When the Palestinian Issue is Reduced to Gaza Management
The first meeting of what was called the "Peace Council" in Washington was not a fleeting economic occasion, but a clear political declaration to redefine the Palestinian issue. It is no longer presented as a national liberation issue related to ending occupation and restoring sovereignty, but as a file of management and development that is monetarily feasible. In one hall, billions dominated the scene, regional corridor maps and technological projects were showcased, while the fundamental question underlying the conflict was absent: Who will end the occupation? And who recognizes the Palestinians' right to sovereignty?
The scene seemed closer to a replacement process than to a settlement: replacing politics with management, freedom with investment, and justice with the language of returns and financing. Gaza transforms from a title of open political confrontation to a space being considered for "effective governance". Thus, the conflict is reduced to numbers, and rights are compressed into presentation slides.
What was remarkable was not only the showmanship of U.S. President Donald Trump, but also the approach led by his team, headed by Jared Kushner. The management of the file was conducted with the mentality of a startup seeking investors, crafting attractive offers that promise returns, while Washington's political power is used to attract funding and commitment. However, money cannot buy sovereignty, nor can it dismantle an occupation system, nor grant a people their right to self-determination. It can build roads and ports, but it cannot build legitimacy.
Trump appeared in a victorious mood. After months of ambiguity, the council presented preliminary results, even if some were merely flashy presentation slides. A clear mixture emerged: the mentality of the "great deal" with intense political pressure to secure funding. Yet what was offered as an economic achievement seemed, in essence, a political maneuver.
The most striking irony is that those who hold the decision of war on the ground were present in the council, while the victim and its legitimate representative were absent. Those who spoke about "Gaza management" were present, while those who spoke about its right were absent. Palestinian representation was reduced to marginal bureaucratic channels, as if the issue were an administrative dispute needing an executive committee, not a people demanding their freedom.
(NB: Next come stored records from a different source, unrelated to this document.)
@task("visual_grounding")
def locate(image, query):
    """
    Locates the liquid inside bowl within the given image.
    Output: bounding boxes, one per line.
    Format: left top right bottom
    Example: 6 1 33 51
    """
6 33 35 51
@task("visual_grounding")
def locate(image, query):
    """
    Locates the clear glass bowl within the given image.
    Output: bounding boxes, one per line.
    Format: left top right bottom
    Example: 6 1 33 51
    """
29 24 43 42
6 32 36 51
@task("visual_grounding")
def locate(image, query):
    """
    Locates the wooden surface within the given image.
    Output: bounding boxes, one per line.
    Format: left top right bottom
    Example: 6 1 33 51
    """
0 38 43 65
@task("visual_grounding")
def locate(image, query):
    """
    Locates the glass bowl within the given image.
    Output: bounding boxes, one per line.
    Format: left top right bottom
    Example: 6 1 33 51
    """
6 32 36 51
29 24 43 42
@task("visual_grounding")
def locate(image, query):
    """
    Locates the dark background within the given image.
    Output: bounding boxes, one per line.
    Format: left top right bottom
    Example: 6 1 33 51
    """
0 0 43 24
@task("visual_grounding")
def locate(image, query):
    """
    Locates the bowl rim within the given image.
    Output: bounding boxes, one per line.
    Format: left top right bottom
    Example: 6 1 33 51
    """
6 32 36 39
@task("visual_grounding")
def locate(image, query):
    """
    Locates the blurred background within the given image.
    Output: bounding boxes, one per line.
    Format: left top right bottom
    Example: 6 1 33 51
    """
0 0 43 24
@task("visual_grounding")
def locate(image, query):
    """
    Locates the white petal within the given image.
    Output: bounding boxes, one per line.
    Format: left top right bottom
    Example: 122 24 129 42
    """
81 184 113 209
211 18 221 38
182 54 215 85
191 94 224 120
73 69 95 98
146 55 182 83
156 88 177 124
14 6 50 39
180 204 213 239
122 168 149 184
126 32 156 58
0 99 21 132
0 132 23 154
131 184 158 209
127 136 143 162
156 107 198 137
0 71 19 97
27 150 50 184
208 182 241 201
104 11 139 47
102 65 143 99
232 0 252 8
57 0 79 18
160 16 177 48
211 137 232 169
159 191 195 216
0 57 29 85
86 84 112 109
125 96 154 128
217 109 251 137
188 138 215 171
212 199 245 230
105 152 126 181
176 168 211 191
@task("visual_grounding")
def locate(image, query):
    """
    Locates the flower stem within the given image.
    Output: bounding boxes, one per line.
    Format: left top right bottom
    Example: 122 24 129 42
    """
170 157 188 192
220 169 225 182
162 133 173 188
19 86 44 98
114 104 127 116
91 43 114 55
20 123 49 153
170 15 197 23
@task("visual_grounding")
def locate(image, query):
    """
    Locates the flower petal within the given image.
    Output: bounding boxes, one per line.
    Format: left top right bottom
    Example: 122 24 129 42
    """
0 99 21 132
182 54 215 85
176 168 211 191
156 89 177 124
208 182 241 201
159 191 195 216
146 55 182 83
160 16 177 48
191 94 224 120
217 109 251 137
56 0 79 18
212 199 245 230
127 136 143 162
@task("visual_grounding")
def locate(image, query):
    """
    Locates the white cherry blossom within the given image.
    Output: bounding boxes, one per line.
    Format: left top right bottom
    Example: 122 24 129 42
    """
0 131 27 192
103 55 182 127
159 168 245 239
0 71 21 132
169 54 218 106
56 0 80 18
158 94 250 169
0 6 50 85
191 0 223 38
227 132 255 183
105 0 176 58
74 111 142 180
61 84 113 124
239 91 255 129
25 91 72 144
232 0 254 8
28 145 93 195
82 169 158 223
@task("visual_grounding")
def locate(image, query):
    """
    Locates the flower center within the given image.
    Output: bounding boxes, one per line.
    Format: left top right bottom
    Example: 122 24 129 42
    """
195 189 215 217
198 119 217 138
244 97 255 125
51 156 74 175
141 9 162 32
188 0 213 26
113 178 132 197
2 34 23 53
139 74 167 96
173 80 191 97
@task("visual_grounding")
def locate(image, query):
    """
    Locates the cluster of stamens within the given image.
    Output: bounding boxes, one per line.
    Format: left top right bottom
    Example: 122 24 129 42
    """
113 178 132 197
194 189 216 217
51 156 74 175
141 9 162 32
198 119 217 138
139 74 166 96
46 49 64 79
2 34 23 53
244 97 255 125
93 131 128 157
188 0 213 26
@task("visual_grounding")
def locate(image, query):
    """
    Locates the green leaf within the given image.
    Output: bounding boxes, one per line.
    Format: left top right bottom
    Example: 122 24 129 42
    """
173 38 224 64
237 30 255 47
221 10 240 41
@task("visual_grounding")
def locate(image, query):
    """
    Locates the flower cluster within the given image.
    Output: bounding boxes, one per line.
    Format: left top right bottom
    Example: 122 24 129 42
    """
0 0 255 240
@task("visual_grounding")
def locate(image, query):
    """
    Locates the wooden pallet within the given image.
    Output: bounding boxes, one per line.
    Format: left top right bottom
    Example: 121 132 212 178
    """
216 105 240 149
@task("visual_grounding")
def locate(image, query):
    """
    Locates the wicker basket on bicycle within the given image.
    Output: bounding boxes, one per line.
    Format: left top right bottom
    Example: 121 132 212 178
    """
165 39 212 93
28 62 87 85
Here lies the truth: the priority is not for those who have the right, but for those who have the money and influence. The problem is redefined as a funding crisis, not an occupation crisis. The "next day" is presented as a reconstruction plan, not a political entitlement that ends the roots of the conflict.
However, the issue does not stop at the limits of this council. Most countries discuss the future of Gaza as if it were a vacuum awaiting management. There are projections for security arrangements, a multinational force, transitional governance, and conditional reconstruction. All of this is presented as an alternative to the question that is meant to be avoided: When will the occupation end? And how can Palestinians be enabled to freely choose their political system?
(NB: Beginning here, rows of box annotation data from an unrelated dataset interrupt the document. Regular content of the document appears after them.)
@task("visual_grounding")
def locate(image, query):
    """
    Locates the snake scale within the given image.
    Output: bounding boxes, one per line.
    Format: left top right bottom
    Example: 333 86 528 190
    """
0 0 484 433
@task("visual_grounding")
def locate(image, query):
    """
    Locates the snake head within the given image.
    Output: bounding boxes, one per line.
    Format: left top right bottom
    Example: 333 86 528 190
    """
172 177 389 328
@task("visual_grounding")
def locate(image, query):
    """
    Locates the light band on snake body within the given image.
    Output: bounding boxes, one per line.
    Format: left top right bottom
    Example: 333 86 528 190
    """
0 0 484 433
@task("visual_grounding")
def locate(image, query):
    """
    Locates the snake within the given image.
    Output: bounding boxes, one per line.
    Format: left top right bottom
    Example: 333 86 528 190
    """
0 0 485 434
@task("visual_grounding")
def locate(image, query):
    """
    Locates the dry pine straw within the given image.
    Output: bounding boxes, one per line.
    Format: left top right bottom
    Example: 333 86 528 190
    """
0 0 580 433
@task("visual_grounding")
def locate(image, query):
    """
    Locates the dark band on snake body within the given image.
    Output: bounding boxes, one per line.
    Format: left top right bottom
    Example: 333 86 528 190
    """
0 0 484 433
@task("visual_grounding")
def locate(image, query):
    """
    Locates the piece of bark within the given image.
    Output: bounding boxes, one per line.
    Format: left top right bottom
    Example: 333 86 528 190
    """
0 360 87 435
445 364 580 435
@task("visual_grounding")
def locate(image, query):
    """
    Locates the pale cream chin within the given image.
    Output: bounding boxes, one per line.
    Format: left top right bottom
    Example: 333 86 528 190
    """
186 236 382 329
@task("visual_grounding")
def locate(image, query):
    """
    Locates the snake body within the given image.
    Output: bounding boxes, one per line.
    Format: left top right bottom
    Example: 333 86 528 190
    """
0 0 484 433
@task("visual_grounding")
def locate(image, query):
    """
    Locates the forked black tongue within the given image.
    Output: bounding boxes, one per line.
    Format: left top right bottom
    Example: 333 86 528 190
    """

Excluding Palestinians from self-determination is not a trivial detail, but a policy to produce "low-level stability"; stability that satisfies the security calculations of the occupying state, prevents regional explosion, and keeps the crisis under control. Stability without justice, and without a political horizon.
Most dangerously, Gaza's future is separated from the context of the entire Palestinian issue. The matter is not about managing a besieged sector, but about the future of a people striving for freedom. Reducing the discussion to the limits of Gaza reproduces division and turns the "next day" into a tool for reshaping the Palestinian scene to fit regional and international calculations, not national will.
The question that must be asked without ambiguity is: Who has the right to determine Gaza's future? The powers that failed to stop the war? Or those who provided the political cover for its continuation? Or is the right, simply, for the people of Gaza themselves within a comprehensive national framework that is not subject to guardianship?
Any path that exceeds two clear principles, ending the occupation in all its forms, and respecting the Palestinian people's right to choose their representatives, will be nothing more than a temporary management of a deep crisis. Such initiatives may succeed in buying time, but they will not buy legitimacy and will not establish lasting stability.
Gaza is not an investment project, nor a mere item on the agenda of a council. It is part of a people who have not relinquished their right to freedom. Any "next day" built on ignoring this truth will only continue the crisis, in a more elegant form, and with less sincerity.